Reputation: 547
I was learning a Java regular expression tutorial online and got confused about one small program.
// String to be scanned to find the pattern.
String line = "This order was places for QT3000! OK?";
String pattern = "(.*)(\\d+)(.*)";
// Create a Pattern object
Pattern r = Pattern.compile(pattern);
// Now create matcher object.
Matcher m = r.matcher(line);
if (m.find( )) {
System.out.println("Found value: " + m.group(0) );
System.out.println("Found value: " + m.group(1) );
System.out.println("Found value: " + m.group(2) );
}
And the results printed out are:
Found value: This order was places for QT3000! OK?
Found value: This order was places for QT300
Found value: 0
I have no idea why the group(1) gets value the above value? Why it stops before the last zero of 'QT3000'?
Thank you very much!
Upvotes: 2
Views: 242
Reputation: 8350
Actually you got the group numbers wrong.
Group 0 will always be the whole string to match
Group 1 will be the match for (.*) which is called "greedy" because it will match as many characters as possible (in your case "This order was places for QT300")
Group 2 is the match for (\d+) which is the minimum possible to match the regex (in your case it is "0")
Group 3 (which you did not print) is the last (.*) and should match "! OK" ( The "?" is a special regex character, if you want to match it litterally prefix it with \)
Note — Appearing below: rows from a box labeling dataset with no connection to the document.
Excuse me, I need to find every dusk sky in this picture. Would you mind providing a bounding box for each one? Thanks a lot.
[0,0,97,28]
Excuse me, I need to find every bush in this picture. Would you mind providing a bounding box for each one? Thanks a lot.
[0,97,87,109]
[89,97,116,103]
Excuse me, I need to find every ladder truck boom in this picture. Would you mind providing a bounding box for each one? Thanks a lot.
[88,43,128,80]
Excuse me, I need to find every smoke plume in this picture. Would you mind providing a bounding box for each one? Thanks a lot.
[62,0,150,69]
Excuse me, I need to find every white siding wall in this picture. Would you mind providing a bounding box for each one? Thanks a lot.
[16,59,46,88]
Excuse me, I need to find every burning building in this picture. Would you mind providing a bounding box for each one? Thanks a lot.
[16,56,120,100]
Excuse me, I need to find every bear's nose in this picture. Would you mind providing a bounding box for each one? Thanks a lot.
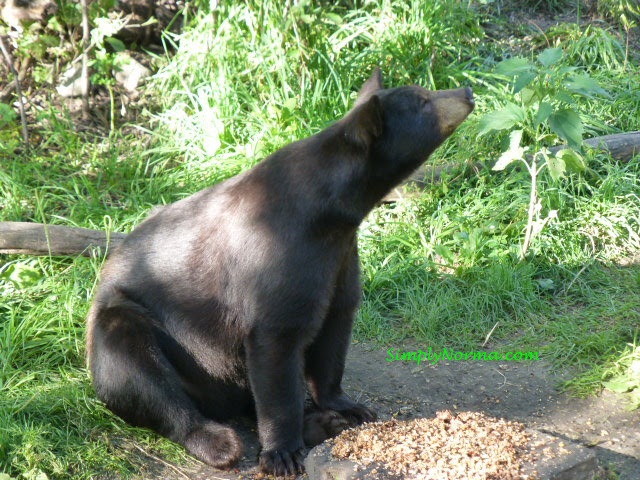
[464,87,476,105]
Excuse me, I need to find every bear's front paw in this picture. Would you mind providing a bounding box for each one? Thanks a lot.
[260,448,305,476]
[302,410,350,447]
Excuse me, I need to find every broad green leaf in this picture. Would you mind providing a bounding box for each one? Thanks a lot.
[565,73,611,98]
[492,130,525,171]
[0,102,18,125]
[520,88,538,107]
[556,148,587,173]
[556,90,576,105]
[495,57,535,77]
[513,72,536,93]
[538,48,562,67]
[478,103,524,135]
[533,102,553,126]
[602,377,638,393]
[549,108,583,148]
[0,263,42,289]
[434,245,455,263]
[547,157,566,180]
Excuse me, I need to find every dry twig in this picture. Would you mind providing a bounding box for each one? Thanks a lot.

If you want to match the 3000 on group 2 use this regex:
String pattern = "(.*?)(\\d+)(.*)";
Upvotes: 0
Reputation: 72850
The first group of (.*)
(this is index 1 - index 0 is the overall regular expression) is a greedy match. It captures as much as it can while letting the overall expression still match. Thus it can take up to the second 0
in the string, leaving just 0
to match (\\d+)
. If you want different behaviour, then you should read up on greedy and non-greedy matches, or find a more appropriate pattern.
Upvotes: 2